# Tray Mountain Regulations?



## rubicon_in_ga (Oct 13, 2014)

Are hunting regulations in the Tray Mountain Wilderness (not part of Swallow Creek WMA) the same as the regs for the Chattahoochee Nat'l Forest in general, or are they any different? I can't find anything in the regs book about it.  Just wanna be legal!  

Thanks!


----------



## ArticSnake (Oct 13, 2014)

I think trey mtn is national forest. Very nice ride through there this time of yr. Rough but nice.


----------



## pnome (Oct 13, 2014)

Outside the WMAs it's all just national forest regs.  No special hunting regulations for the wilderness areas. The wilderness area restricts motorized equipment.   Including chainsaws, generators, etc...  

It will have signs on the border that look like this:


----------



## rubicon_in_ga (Oct 15, 2014)

ArticSnake, I absolutely love the Chimney Mountain Road side of FS79.  You're right, can be very rough, but that's what makes it fun!  I read about the motorized equipment rule, so no issues there, but I wasn't sure if the hunting rules were different.  Thanks guys!


----------



## ArticSnake (Oct 17, 2014)

rubicon_in_ga said:


> ArticSnake, I absolutely love the Chimney Mountain Road side of FS79.  You're right, can be very rough, but that's what makes it fun!  I read about the motorized equipment rule, so no issues there, but I wasn't sure if the hunting rules were different.  Thanks guys!
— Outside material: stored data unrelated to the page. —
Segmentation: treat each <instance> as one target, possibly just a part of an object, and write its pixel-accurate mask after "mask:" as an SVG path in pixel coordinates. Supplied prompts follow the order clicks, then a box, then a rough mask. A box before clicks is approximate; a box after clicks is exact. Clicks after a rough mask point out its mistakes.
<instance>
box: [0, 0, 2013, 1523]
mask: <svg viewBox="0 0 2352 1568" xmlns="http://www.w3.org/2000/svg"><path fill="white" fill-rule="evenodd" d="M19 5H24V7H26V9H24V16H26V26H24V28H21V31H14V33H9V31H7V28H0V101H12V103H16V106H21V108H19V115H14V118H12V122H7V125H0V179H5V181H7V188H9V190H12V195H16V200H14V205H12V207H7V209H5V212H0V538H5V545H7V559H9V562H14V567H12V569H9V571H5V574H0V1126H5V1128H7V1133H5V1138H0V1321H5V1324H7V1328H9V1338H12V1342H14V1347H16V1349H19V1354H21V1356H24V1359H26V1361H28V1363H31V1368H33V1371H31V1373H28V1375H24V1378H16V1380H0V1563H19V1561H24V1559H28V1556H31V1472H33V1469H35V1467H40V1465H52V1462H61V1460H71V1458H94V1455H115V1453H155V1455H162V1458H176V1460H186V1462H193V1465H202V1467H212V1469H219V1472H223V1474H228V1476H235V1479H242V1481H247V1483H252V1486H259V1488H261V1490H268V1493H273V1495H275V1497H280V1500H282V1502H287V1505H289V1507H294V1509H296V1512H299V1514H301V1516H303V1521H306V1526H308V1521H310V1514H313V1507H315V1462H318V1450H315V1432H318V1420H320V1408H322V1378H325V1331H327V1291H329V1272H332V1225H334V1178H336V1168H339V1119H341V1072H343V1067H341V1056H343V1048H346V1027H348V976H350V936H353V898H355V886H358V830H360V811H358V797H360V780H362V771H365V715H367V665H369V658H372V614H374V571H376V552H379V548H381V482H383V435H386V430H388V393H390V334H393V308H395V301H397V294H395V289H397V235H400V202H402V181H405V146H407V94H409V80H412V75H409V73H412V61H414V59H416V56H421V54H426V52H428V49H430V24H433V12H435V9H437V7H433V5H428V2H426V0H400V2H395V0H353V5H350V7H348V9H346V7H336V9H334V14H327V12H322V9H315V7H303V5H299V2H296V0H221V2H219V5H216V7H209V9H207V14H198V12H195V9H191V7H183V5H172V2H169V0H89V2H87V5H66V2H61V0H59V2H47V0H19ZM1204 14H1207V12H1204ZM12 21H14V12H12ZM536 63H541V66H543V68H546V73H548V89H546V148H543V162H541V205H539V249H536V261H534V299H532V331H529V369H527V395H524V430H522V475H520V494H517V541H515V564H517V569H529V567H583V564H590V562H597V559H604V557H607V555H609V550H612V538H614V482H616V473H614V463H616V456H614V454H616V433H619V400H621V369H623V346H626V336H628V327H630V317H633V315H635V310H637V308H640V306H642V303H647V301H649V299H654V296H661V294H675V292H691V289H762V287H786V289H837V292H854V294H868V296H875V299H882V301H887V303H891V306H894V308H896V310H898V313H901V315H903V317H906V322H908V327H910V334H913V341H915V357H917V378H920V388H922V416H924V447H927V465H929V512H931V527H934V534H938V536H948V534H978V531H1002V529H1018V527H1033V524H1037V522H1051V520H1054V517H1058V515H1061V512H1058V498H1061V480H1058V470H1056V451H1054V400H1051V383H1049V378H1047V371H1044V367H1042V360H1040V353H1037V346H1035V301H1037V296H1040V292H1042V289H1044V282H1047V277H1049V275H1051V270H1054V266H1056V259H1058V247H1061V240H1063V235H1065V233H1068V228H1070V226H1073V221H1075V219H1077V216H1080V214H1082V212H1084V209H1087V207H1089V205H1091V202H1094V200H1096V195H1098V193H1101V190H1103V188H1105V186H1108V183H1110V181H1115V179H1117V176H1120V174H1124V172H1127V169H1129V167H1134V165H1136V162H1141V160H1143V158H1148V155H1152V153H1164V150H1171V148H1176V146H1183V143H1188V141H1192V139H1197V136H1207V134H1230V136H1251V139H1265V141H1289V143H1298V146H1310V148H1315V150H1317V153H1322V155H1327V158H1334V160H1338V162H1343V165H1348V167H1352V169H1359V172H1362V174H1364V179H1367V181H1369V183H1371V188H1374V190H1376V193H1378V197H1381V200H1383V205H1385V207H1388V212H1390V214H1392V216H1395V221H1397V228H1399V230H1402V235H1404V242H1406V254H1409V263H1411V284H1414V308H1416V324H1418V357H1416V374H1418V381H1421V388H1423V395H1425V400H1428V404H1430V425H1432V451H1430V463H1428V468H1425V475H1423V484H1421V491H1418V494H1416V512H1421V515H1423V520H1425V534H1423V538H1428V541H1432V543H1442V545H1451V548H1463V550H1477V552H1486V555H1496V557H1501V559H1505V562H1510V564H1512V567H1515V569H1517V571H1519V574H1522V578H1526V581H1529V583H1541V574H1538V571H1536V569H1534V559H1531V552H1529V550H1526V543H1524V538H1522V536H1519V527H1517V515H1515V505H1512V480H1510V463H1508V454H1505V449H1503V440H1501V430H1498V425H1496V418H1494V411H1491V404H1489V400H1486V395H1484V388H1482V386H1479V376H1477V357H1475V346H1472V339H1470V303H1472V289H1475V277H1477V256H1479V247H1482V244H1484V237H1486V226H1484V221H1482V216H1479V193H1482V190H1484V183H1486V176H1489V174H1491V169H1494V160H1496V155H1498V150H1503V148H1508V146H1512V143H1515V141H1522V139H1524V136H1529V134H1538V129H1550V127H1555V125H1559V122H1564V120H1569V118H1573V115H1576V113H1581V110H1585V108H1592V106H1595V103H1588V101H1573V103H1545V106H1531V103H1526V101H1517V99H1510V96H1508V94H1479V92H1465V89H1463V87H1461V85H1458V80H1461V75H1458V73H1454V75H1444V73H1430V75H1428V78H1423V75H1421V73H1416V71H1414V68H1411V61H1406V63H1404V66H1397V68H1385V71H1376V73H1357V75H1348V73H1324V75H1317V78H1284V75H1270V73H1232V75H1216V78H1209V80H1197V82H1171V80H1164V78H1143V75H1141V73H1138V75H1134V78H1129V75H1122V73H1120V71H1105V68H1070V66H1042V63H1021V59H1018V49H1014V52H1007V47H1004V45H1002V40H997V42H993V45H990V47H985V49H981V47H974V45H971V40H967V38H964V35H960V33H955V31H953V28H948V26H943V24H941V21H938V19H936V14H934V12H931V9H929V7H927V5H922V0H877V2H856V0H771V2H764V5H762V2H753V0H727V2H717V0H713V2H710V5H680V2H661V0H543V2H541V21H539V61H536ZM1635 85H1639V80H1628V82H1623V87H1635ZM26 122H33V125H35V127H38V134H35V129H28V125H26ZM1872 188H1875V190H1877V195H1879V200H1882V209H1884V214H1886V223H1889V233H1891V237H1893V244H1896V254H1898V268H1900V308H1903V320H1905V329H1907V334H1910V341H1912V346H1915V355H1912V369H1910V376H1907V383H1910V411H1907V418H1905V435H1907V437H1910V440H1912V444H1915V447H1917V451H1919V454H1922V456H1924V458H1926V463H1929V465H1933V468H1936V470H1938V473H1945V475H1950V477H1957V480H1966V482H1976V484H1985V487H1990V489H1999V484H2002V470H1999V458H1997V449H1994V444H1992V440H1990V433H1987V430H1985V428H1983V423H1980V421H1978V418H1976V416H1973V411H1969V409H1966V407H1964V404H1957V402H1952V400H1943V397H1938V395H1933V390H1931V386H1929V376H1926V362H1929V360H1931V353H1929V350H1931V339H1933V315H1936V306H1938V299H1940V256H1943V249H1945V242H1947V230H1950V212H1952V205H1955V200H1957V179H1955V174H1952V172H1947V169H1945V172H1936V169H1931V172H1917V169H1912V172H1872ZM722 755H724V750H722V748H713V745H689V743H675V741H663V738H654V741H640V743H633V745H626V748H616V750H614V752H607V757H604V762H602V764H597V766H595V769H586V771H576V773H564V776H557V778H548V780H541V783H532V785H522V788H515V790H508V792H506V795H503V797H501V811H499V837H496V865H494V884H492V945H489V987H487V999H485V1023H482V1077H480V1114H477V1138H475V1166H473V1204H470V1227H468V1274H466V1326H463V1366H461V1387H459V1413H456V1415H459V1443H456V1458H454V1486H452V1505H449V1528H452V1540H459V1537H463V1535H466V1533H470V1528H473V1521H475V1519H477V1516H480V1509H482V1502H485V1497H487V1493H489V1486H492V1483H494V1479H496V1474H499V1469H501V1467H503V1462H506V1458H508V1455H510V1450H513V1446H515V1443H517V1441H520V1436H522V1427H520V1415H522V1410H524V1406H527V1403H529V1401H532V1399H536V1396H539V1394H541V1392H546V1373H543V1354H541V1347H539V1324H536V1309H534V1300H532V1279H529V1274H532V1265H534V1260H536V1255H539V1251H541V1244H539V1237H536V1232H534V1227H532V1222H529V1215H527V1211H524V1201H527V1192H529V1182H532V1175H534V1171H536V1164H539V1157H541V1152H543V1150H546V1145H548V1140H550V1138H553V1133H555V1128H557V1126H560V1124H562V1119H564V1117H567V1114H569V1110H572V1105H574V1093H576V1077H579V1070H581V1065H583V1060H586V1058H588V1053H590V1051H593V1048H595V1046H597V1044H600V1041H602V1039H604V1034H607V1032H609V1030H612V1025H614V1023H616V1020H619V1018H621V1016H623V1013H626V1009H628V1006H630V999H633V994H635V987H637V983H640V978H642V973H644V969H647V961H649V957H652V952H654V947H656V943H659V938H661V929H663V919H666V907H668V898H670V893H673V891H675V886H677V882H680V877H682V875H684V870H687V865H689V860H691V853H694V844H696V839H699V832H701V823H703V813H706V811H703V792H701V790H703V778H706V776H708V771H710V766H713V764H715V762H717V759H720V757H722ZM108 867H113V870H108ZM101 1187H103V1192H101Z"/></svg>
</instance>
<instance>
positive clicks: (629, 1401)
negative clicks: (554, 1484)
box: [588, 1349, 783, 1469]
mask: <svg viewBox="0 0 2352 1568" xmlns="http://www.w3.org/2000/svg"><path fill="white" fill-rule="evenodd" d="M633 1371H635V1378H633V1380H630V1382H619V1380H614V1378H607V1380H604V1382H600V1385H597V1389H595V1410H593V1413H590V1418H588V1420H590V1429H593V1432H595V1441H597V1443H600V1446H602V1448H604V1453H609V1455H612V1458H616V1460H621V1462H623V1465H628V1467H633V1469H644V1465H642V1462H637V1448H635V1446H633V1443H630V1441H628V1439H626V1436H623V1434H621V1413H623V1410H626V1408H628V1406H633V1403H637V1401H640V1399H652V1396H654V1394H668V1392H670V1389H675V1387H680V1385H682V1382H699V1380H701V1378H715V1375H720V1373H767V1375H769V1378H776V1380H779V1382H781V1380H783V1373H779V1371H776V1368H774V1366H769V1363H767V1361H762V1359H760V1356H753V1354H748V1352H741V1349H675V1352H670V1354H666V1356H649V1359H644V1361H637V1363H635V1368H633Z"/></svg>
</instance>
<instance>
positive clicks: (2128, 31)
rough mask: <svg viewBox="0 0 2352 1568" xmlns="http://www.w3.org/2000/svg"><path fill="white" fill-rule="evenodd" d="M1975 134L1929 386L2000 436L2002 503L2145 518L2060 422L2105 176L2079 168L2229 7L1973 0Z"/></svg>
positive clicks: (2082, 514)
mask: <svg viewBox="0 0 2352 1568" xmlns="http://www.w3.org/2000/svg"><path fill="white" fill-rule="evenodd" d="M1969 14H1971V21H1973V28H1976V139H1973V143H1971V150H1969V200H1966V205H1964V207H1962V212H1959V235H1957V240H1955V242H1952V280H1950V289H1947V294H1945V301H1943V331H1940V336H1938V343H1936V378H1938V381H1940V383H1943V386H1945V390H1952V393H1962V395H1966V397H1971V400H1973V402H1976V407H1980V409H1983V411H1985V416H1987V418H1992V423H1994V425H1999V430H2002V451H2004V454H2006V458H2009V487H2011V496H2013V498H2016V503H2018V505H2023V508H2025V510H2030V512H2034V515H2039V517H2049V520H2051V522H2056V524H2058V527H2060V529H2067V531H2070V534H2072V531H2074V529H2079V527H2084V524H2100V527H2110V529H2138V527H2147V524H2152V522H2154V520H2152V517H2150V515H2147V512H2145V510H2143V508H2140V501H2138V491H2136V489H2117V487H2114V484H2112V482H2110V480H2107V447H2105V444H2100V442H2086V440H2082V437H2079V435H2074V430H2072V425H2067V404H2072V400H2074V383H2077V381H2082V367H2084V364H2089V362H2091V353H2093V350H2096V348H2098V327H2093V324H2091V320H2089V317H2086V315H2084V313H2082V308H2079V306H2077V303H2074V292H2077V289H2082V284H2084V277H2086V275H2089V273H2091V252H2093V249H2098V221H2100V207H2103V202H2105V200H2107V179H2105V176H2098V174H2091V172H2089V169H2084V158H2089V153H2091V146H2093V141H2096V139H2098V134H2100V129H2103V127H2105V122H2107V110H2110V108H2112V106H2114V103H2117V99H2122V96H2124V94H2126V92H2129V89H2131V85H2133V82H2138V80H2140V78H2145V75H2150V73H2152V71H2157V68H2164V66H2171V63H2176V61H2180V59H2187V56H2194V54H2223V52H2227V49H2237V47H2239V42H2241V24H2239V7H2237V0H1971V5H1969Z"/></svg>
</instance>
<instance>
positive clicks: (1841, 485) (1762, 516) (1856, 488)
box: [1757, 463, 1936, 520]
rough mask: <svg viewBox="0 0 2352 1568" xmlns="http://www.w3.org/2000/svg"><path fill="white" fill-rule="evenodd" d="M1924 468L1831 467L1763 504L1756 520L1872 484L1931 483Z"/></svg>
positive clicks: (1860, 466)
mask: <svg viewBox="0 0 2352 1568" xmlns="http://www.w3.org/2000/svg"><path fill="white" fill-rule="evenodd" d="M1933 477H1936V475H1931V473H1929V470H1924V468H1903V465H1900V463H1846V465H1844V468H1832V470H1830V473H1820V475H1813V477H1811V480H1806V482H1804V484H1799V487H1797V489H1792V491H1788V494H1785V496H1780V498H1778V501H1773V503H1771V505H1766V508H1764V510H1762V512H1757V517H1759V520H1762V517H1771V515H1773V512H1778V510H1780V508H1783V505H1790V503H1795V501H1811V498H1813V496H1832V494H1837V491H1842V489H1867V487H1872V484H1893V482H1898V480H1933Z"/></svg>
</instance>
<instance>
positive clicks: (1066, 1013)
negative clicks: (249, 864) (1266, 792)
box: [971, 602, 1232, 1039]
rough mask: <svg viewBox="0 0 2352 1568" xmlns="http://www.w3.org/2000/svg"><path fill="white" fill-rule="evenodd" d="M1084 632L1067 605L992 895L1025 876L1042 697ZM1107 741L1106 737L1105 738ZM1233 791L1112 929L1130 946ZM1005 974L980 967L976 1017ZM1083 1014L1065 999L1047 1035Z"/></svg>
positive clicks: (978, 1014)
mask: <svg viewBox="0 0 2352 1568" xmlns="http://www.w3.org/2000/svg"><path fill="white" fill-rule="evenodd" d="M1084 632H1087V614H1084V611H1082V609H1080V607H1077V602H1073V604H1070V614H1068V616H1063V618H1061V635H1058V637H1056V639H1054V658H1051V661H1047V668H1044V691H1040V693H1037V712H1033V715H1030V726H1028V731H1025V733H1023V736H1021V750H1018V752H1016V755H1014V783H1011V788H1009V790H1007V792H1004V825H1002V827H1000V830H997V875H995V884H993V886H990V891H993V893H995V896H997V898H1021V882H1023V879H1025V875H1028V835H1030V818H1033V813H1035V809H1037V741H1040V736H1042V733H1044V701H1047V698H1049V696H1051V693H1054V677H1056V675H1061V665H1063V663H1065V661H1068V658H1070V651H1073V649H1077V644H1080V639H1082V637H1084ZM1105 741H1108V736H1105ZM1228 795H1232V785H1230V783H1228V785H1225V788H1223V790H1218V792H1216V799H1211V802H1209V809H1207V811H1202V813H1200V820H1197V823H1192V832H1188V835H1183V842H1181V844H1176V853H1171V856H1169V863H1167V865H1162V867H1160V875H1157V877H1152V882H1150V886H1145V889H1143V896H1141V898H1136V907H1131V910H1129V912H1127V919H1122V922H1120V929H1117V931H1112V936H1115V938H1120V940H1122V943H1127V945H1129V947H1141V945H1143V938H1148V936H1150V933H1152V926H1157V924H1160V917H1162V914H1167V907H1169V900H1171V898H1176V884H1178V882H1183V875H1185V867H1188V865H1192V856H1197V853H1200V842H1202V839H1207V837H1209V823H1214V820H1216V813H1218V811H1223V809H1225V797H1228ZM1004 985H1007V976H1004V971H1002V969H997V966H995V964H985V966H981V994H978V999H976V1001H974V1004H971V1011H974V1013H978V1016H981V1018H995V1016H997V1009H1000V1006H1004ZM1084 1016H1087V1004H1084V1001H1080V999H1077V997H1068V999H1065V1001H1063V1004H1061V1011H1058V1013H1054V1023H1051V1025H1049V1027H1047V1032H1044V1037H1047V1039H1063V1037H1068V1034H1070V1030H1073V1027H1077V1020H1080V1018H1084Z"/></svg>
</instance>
I haven't been over there this yr yet. The wife and I go riding about every sunday just to ride and get back in the mtns, but its hunting season now so the riding has slowed some lol.


----------



## rubicon_in_ga (Oct 18, 2014)

I went up over Labor Day weekend this year, and there were some twisty spots and a few deep puddles, but going slow wasn't bad at all.  I still wouldn't ride it without a vehicle with high ground clearance, like a full size truck/suv or Jeep, but definitely didn't need to break out the winch, like I have in years past.   I think I'm gonna try hiking to the top of Chimney Mountain and see if I can find those rock cairns that I've read are up top.  According to Sherpa Guides, there's supposed to be a trail that leads to the top of the ridge somewhere near the waterfall/creek crossing, and loops back following the ridgeline to the summit of Chimney, but I haven't looked for it before.


----------



## Benjamin1977 (Oct 28, 2014)

you can call and talk to game warden office to make sure of regulations.


----------